Schon jetzt ist klar, dass im neuen Schuljahr landesweit wieder viel Unterricht ausfallen wird. Viele Stellen sind unbesetzt, und dass im Winter, wie überall, Kollegen krank werden, ist vorhersehbar. Schockt Sie das?
Nein. An meiner Ausbildungsschule sind letztes Jahr sehr viele Frauen schwanger gewesen, man wusste also, dass sie ausfallen werden. Das Schulleitungsteam hat alles mögliche versucht, um den Verlust aufzufangen – aber die neuen Leute kamen erst gegen Ende des Schuljahres.
Warum?
Vielleicht macht es die Bürokratie unnötig kompliziert. Aber ich vermute eher, dass es am Geld liegt. Lehrer selbst gibt es ja. Viele meiner Kommilitonen, und auch ich, haben lange nicht gewusst, ob wir eine Stelle bekommen, manche sind in ein anderes Bundesland, weil sie dort eine Zusage hatten. Und jetzt sind viele Stellen nicht besetzt? Das verstehe ich nicht.
Was wünschen Sie sich von den Schülern?
Dass sie sich respektvoll behandeln, sich nicht verprügeln oder beschimpfen.
Was ist das Wichtigste, was Sie ihren Schülern beibringen wollen?
Mit offenen Augen durchs Leben zu gehen.
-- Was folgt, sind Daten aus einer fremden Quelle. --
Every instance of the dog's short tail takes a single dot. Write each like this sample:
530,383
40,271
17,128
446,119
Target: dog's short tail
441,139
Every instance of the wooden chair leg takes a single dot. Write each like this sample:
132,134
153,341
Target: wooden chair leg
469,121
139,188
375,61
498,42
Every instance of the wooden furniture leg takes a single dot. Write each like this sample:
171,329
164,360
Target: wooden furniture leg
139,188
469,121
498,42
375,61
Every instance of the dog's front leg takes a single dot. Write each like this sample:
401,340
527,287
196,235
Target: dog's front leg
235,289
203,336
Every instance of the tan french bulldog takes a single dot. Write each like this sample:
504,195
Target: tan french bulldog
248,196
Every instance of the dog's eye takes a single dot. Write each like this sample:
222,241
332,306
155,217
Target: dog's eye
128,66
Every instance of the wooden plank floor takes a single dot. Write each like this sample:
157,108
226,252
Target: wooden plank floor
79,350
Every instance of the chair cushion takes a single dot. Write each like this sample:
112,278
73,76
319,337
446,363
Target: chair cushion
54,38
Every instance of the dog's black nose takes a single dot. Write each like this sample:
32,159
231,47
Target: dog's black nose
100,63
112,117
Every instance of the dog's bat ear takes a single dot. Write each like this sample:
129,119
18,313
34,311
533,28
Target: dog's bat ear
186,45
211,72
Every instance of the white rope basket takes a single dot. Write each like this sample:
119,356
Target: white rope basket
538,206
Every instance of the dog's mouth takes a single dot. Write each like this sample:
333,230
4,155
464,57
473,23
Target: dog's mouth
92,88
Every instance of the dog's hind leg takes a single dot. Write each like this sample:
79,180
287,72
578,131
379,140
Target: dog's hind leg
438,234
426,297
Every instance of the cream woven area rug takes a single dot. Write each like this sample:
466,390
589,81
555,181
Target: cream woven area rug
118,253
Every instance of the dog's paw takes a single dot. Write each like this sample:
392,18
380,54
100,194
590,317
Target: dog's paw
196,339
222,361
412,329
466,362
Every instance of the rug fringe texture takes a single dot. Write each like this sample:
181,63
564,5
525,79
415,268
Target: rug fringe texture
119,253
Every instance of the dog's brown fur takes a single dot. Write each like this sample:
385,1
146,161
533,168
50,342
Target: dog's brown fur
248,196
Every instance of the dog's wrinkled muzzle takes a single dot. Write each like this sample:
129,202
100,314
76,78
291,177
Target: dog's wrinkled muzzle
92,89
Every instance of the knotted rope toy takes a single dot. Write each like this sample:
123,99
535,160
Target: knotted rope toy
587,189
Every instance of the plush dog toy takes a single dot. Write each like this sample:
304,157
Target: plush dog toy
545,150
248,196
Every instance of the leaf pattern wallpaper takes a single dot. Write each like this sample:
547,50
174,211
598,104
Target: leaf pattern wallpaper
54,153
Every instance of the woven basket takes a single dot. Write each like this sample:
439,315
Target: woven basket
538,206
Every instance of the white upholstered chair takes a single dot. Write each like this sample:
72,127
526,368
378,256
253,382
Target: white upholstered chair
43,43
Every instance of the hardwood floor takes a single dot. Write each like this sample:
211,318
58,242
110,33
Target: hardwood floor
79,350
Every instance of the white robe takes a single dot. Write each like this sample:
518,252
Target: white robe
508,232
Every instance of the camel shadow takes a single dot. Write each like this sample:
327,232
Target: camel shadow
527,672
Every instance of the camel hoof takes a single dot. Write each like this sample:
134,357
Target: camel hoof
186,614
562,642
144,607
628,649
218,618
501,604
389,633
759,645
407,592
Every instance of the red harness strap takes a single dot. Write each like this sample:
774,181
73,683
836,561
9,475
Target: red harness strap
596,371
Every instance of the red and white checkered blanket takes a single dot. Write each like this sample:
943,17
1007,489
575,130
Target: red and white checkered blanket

Nicht alles glauben, was sie hören, sehen oder mitbekommen, sondern kritisch hinterfragen. Das eigene Hirn nutzen.

Leben, Lernen, Lehren

Persönlich
Betül Kirac, 32, hat in Tübingen Deutsch und Philosophie/Ethik auf Lehramt am Gymnasium studiert. Ihr Referendariat absolvierte sie am Andreae Gymnasium in Herrenberg (Kreis Böblingen). An der Glemstalschule wird sie eine von zwei Klassenlehrerinnen einer fünften Klasse sein. Betül Kirac, die seit Freitag Beamtin ist, hat einen elf Jahre alten Sohn, den sie alleine erzieht.

Amtlich
Mit einer Feier im Ludwigsburger Schloss sind am Freitagmorgen die Lehrkräfte begrüßt worden, die nun ihren Dienst im Kreis Ludwigsburg beginnen. Die 224 Männer und Frauen sind verteilt auf 133 Grund-, Werkreal, Gemeinschafts- und Realschulen sowie den Sonderpädagogischen Einrichtungen. Kultusministerin Susanne Eisenmann rechnet wegen Lehrermangels landesweit schon jetzt wieder mit Unterrichtsausfällen.